O bom do crédito é que ele permite a inclusão de pessoas de baixa renda mensal na sociedade de consumo. Logo, deve ser incentivado o acesso ao crédito, mas o crédito deve ser concedido de maneira responsável. Trata-se, efetivamente, de um "serviço" complexo, difícil de ser "administrado" sem que se caia no excesso e na impossibilidade de pagar o conjunto das dívidas em um tempo razoável, ainda mais no Brasil, com juros e spread dos mais altos do mundo, a multiplicar as dívidas em pouco tempo. Na sociedade de consumo a publicidade, o marketing e as práticas comerciais criam desejos, tentações mesmo, exigências sociais novas, até necessidades visando o lucro, e ninguém está liberto dessas pressões, seja de qual classe social for. (grifos da autora).

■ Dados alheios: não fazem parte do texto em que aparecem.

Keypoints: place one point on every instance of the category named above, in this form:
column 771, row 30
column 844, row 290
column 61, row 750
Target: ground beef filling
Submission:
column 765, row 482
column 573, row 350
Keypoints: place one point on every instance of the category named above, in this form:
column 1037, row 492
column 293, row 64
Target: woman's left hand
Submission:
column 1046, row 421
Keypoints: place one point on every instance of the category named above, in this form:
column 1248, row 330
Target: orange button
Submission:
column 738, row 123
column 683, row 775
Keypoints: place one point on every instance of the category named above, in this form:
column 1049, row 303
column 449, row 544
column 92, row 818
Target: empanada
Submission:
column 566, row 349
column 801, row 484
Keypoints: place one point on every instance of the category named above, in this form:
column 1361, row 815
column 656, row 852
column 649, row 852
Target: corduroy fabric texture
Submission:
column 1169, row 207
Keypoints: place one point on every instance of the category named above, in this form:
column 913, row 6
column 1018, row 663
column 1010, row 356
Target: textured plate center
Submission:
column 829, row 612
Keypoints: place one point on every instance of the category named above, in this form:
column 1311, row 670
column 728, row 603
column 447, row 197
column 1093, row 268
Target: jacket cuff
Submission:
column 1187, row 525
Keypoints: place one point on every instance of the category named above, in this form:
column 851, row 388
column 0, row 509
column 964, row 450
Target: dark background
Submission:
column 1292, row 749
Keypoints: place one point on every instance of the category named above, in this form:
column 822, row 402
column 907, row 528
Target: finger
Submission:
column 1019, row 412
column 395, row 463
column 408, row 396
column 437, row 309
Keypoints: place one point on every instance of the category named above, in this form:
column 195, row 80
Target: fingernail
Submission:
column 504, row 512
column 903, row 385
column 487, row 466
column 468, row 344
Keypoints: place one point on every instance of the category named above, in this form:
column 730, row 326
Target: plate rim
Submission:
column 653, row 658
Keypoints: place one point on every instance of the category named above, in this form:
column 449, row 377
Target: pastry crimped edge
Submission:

De acordo com Claudia Lima Marques, Clarissa Costa de Lima e Káren Danilevicz Bertoncello (2020, p. 20) “crédito é o tempo que a pessoa adquire através dos contratos oferecidos no mercado ao consumidor, como, por exemplo, cartões de crédito, financiamentos com carnês, financiamentos assegurados com nota promissória, crédito consignado e outros”. Dessa forma, o crédito é o tempo que o consumidor tem para quitar sua dívida, recebendo a quantia que necessita para o consumo e devolvendo em forma de parcelas, com o valor acrescido por juros e taxas. Consequentemente, o valor final a ser pago é muito superior ao disponibilizado pela instituição financeira, considerando os encargos do contrato. Na maioria das vezes, os consumidores, especialmente os idosos, não tem conhecimento do valor total do crédito, nem do número de parcelas a serem pagas, não conseguindo ter controle sobre o negócio jurídico firmado. Saliente-se que é comum não ser entregue a via do contrato aos consumidores, logo, confiam nas afirmações que lhe são feitas pelos prepostos das financeiras.

Desta forma, os consumidores acabam se endividando com os empréstimos bancários e contratos de consumo firmados, especialmente os idosos, que fazem parte do grupo de consumidores hipervulneráveis, pois apresentam maior dificuldade em diferenciar se o que está sendo contratado é, de fato, a melhor opção para suprir suas necessidades, e se conseguirá arcar com tais compromissos sem comprometer suas necessidades básicas.

Apesar do crédito tornar-se acessível para todas as classes sociais e ter sua concessão facilitada, as informações prestadas sobre ele e a educação financeira da sociedade não conseguiram acompanhar a agilidade dessa evolução, provocando a concessão irresponsável e um consumo inconsequente do crédito. Neste cenário, a concessão de crédito através de cartões, cheques e financiamentos, sem realizar uma prévia análise das condições financeiras do consumidor e do percentual de comprometimento de sua renda com dívidas anteriormente contratadas, gera como consequência o não adimplemento do valor firmado, tendo em vista que o consumidor, muitas vezes, consome de maneira incompatível com o seu orçamento,

podendo implicar no seu superendividamento e, consequentemente, no comprometimento do mínimo necessário para sua subsistência.